Key Responsibilities

– To prepare (mainly m1), review (from m2 to m5), and submit regulatory new dossiers for registration through National Procedures or through DCP.  Whilst the dossier is initially drafted by our Asian colleagues team, Reiwa Healthcare’s RA is in charge of a deep revision of all the sections applying a critical eye on the strategy and proposing experienced CMC revisions according to ICH and EU regulations with the aim to  avoid as many deficiencies and future variations as possible. A close, fluent and effective coordination with Asian team is mandatory.
– To keep accurately updated the regulatory database(s) and records as well as technical documentation related to all the pharmaceutical products portfolio.
– To ensure compliance with European regulatory requirements throughout the product lifecycle. To monitor changes in regulatory legislation and guidelines, assessing their impact on the company and proposing action plans.
– To feed the Pharmacovigilance database from a regulatory point of view and collaborate with Pharmacovigilance team as requested.
– To organise, plan and prepare, regulatory packages for renewals, variations, and post-approval changes.
– Daily collaboration with departments such as R&D, Quality Assurance, Manufacturing, Pharmacovigilance, and Commercial teams to ensure regulatory compliance.
– To give support from a regulatory perspective to audits and to respond to possible inquiries from Health Authorities.
– To prepare, review and update product information, product labelling, and promotional materials in compliance with current regulations.
– To contribute to regulatory strategy for new product registrations and market access.

Qualifications and Skills

Educational Background: Bachelor’s or Master’s degree in Pharmacy, Chemistry, or a related scientific field.
Experience: Minimum of 5 years in the pharmaceutical industry working as Regulatory Affairs Specialist or similar position with a deep experience in preparing and submitting regulatory dossiers.
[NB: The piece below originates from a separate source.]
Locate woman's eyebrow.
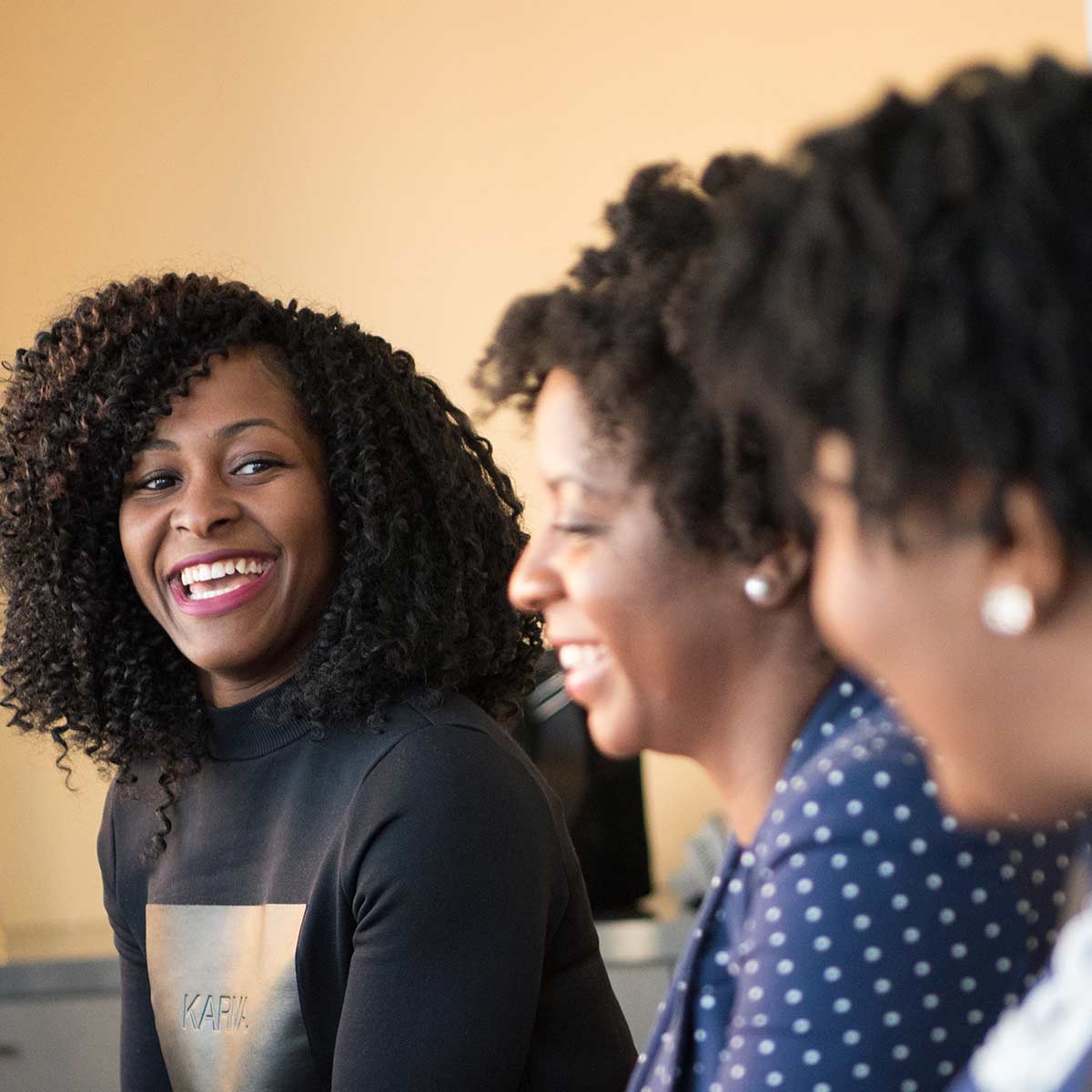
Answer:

Familiarity with regulatory tools and submission platforms (such as eCTD manager, CESP, etc..).
Regulatory Knowledge: Knowledge of local and international regulatory guidelines and procedures. In-depth understanding of EU-GMP, Spanish regulatory requirements, and CMC
Project Management: Strong project management skills with a track record of managing complex projects across multiple functions.
Communication Skills: Excellent written and verbal communication skills in both Spanish and English.

Key Competencies

Analytical Thinking: Ability to analyse complex issues, identify solutions, and make data-driven decisions.
Problem Solving: Proactive approach to identifying issues and implementing corrective actions.
Collaboration: Ability to work effectively with cross-functional teams and communicate clearly with stakeholders.
Compliance-Oriented: A commitment to maintaining the highest levels of regulatory compliance and product integrity.
Attention to Detail: Ability to detect mistakes with strong attention to detail and commitment to quality and compliance.

Benefits

Competitive salary with performance-based incentives
Professional development and continuing training opportunities
Working flexibility with smart working most of the weekly days.